Australian motor racing team

Speed FX Racing (better known as Ford Rising Stars Racing) was an Australian motor racing team.

==History==
Speed FX Racing began competing in V8 Supercar competition in 2004, entering the second tier with a Ford Falcon AU for Brad Tilley. Tilley managed just one top-ten finish in the first five rounds, and was replaced with Greg Ritter for the final event at Mallala where he won two of the three races. The team sat out the 2005 season, but returned in 2006 with Michael Caruso at the wheel of a Ford Falcon BA – Caruso scored four podium finishes en route to 4th in the standings, and was retained for the following season where he narrowly lost the title by 5pts to Tony D'Alberto. The team operated as a satellite of Ford Performance Racing in 2007, rebranding as Ford Rising Stars Racing, and operating a second car shared between Daniel Elliott and Grant Denyer.
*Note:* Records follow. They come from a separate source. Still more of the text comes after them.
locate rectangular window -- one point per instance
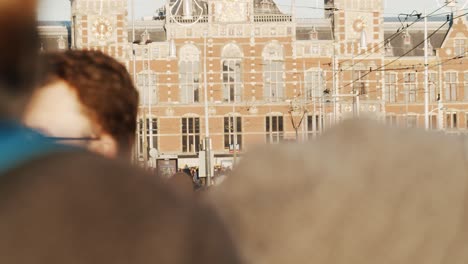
(451, 86)
(232, 83)
(391, 87)
(190, 134)
(313, 84)
(391, 120)
(466, 120)
(232, 133)
(433, 82)
(451, 120)
(147, 85)
(465, 86)
(140, 143)
(433, 123)
(147, 138)
(273, 76)
(274, 129)
(412, 121)
(359, 84)
(314, 125)
(410, 86)
(189, 81)
(460, 45)
(152, 133)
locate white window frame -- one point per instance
(274, 133)
(189, 74)
(410, 84)
(147, 81)
(192, 133)
(450, 85)
(232, 80)
(230, 133)
(313, 83)
(451, 120)
(391, 88)
(459, 45)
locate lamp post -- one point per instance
(189, 19)
(207, 123)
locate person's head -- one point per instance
(19, 47)
(361, 193)
(87, 97)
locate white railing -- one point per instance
(182, 20)
(272, 18)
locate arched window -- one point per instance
(147, 81)
(232, 77)
(273, 72)
(189, 72)
(313, 82)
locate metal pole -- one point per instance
(150, 117)
(335, 92)
(234, 119)
(426, 76)
(207, 129)
(134, 69)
For 2008, the team stepped up to the top flight having purchased a franchise from Paul Weel Racing. FPR were tasked with preparing the car and providing personnel, whilst Formula 3 Euro Series driver Michael Patrizi was signed to drive the car, bringing sponsorship from mining services company Ausdrill. Due to a lack of preparation time, the team received dispensation to skip the first two events and begin their campaign at the non-championship Australian Grand Prix support round.
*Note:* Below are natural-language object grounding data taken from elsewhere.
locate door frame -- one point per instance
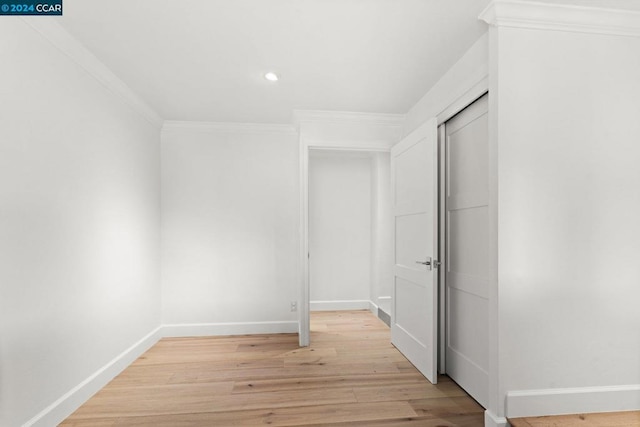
(304, 307)
(468, 98)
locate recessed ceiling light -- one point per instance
(272, 77)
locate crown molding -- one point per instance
(175, 125)
(61, 39)
(561, 17)
(319, 116)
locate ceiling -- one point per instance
(204, 60)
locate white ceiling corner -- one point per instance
(204, 60)
(612, 17)
(68, 45)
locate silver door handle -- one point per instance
(430, 263)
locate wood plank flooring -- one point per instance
(350, 376)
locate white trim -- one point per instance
(340, 305)
(373, 308)
(492, 420)
(74, 398)
(380, 146)
(561, 17)
(235, 328)
(215, 127)
(467, 98)
(61, 39)
(318, 116)
(533, 403)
The team achieved its best result at the Phillip Island 500, finishing 18th in a wet-dry race with Grant Denyer co-driving. Denyer was slated to drive in the teams' first Bathurst 1000, but suffered multiple fractured vertebrae in a monster truck incident and was replaced with Karl Reindler. Patrizi and Reindler finished 19th in the Bathurst 1000, after which Patrizi was assaulted by a team sponsor. The team folded at the end of 2008 and their Racing Entitlement Contract passed to Marcus Marshall Motorsport.
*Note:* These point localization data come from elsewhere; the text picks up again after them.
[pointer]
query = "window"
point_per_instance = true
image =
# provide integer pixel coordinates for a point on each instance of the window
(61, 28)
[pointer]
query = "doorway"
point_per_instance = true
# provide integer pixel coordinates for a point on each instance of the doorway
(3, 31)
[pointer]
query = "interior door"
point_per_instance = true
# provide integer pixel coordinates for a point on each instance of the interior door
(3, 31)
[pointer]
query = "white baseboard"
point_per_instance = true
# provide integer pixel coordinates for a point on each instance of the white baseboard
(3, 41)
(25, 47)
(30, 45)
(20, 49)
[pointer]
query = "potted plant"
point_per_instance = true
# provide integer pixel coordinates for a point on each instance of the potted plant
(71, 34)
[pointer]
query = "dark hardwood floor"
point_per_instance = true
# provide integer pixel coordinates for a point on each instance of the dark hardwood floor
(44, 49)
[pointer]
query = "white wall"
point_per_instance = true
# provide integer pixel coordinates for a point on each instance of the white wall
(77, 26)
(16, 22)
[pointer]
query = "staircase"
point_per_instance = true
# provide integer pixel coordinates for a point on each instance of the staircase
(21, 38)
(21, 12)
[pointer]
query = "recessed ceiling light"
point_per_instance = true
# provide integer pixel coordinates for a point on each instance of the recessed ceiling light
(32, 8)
It later resurfaced in Touring Car Masters, where they were the first to build a Ford XB Falcon Hardtop for the series after the series expanded its vehicle eligibility in 2011. Two-time Australian Touring Car Champion Glenn Seton joined the team as a driver for selected events. The car was sold ahead of the 2012 season, and the team entered a partnership with Michael Wedge to run a Holden Monaro HQ.